For positive integers $a,b$ and $k$ , define $$p(a,b,k):=\prod_{j=1}^k (a(j-1)+b)$$ That is the product of the first $k$ numbers in the arithmetic progression $an+b$ starting with $b$
Can $p(a,b,k)$ be a palindrome (in base $10$) for $k\ge 6$ ? Are there more than $2$ palindromes for $k= 5$ ?
In the case $k=4$ , there are still many palindromes.

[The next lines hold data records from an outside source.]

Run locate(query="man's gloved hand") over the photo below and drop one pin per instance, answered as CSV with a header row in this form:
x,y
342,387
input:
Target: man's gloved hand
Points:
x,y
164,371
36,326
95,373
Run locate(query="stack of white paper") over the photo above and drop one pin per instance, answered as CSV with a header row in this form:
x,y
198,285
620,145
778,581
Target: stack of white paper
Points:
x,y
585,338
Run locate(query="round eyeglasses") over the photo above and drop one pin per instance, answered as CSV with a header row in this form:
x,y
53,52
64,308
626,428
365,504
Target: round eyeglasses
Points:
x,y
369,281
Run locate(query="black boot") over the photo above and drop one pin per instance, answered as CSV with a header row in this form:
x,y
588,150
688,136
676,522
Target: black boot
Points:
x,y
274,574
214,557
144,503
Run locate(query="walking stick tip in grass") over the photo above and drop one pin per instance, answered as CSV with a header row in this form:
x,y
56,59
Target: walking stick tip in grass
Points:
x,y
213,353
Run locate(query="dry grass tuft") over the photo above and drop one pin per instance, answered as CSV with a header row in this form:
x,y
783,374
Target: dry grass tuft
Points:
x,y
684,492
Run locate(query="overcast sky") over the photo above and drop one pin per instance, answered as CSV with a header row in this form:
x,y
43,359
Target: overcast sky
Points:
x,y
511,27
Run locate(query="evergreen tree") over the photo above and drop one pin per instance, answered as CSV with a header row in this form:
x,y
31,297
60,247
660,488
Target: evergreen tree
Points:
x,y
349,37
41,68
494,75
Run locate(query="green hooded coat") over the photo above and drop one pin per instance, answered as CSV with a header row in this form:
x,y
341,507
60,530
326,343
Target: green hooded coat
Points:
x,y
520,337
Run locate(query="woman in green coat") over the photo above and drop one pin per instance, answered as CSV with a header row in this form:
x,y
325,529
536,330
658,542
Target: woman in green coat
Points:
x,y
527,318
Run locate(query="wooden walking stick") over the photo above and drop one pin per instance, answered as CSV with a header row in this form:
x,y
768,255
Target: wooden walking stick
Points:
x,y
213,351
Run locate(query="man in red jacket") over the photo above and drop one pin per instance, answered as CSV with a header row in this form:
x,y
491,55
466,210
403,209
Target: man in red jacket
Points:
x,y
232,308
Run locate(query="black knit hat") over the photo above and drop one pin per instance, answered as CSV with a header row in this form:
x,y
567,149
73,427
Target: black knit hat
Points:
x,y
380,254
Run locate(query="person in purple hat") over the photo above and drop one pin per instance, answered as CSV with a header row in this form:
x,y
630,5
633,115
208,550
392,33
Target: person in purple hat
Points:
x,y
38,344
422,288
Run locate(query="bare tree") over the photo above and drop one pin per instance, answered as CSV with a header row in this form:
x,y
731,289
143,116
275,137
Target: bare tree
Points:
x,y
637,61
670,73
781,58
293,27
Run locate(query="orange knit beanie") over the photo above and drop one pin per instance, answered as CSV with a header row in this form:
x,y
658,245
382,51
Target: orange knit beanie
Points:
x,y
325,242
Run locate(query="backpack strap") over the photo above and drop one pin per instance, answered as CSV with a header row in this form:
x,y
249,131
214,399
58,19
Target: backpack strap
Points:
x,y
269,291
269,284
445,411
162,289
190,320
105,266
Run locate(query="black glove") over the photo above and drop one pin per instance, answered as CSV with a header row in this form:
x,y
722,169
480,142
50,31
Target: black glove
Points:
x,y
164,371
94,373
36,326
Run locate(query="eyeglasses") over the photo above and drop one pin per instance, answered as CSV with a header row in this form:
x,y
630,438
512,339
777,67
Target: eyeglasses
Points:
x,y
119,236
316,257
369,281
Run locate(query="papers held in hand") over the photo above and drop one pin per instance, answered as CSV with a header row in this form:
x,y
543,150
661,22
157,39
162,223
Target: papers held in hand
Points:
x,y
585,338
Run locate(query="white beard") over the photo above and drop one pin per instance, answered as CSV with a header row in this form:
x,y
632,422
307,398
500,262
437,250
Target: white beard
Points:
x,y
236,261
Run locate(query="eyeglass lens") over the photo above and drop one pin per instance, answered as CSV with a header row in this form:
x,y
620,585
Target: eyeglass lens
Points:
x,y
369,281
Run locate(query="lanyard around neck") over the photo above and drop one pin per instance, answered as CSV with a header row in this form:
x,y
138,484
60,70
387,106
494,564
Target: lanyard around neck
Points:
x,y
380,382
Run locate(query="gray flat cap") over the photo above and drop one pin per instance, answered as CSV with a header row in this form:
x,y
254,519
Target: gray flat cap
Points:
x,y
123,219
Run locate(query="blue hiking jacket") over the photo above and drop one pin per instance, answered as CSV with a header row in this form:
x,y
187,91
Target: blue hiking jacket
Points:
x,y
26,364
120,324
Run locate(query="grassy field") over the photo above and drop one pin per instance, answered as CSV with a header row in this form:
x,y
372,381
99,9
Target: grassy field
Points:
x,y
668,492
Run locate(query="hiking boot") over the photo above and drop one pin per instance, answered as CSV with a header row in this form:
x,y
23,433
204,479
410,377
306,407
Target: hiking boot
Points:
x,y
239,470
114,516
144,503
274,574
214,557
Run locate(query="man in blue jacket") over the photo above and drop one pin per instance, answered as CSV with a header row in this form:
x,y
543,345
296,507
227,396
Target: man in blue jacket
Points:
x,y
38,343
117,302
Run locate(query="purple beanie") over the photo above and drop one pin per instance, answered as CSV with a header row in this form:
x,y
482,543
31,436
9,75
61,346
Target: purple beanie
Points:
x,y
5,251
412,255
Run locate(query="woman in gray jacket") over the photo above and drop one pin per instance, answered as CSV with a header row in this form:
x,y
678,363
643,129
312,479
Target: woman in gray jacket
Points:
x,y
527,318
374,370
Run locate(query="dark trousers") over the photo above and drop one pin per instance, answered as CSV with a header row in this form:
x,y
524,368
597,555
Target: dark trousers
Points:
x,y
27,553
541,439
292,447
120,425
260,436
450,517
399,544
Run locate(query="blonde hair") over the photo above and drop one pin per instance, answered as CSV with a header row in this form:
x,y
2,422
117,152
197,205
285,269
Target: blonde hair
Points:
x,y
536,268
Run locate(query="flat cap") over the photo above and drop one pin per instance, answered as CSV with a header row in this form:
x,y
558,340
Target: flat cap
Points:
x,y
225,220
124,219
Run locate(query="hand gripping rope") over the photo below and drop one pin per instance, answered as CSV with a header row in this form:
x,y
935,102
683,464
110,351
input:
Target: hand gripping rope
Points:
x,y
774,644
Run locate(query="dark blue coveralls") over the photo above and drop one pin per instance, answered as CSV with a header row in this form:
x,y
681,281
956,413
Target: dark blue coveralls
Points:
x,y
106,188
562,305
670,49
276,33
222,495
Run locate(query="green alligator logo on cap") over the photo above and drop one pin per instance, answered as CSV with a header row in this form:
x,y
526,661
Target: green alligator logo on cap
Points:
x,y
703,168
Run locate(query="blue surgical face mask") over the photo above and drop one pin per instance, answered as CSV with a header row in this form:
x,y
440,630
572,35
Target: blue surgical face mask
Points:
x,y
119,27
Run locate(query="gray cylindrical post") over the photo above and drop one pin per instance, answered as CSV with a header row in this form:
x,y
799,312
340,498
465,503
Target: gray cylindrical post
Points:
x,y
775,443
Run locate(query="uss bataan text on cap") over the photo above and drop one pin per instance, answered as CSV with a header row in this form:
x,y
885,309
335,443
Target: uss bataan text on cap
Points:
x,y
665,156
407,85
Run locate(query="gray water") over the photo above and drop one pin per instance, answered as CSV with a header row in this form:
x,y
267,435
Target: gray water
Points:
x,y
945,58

For $a,b\le 10^4$ , they are summarized in this table :
4 [7, 9, 11, 13] 9009
4 [12, 14, 16, 18] 48384
4 [1, 5, 9, 13] 585
4 [91, 101, 111, 121] 123444321
4 [11, 26, 41, 56] 656656
4 [26, 42, 58, 74] 4686864
4 [1023, 1073, 1123, 1173] 1445949495441
4 [9901, 10001, 10101, 10201] 10203040404030201
4 [127, 245, 363, 481] 5432772345
4 [1059, 1407, 1755, 2103] 5499287829945
4 [471, 961, 1451, 1941] 1274785874721
4 [55, 583, 1111, 1639] 58388088385
4 [13, 543, 1073, 1603] 12141614121
4 [1864, 2428, 2992, 3556] 48152399325184
4 [8841, 9497, 10153, 10809] 9214414224144129
4 [77, 1111, 2145, 3179] 583341143385
But for $5\le k\le 20$ and the same range for $a,b$ , there are just the following two solutions :
5 [31, 33, 35, 37, 39] 51666615
5 [182, 362, 542, 722, 902] 23255355355232
For $k\ge 5$ , the following can be said about the difference $a$ :
If $a$ is coprime to $10$ , one of the factors of the product must be divisible by $5$ and the product is even, hence divisible by $10$. A palindrome is hence impossible.
If $a$ is even , but not divisible by $5$ , one of the factors must be divisible by $5$ , hence the only possible palindrome is $5\cdots 5$, in particular all factors must be odd.
But that's it. I found no more useful necessary conditions for a palindrome.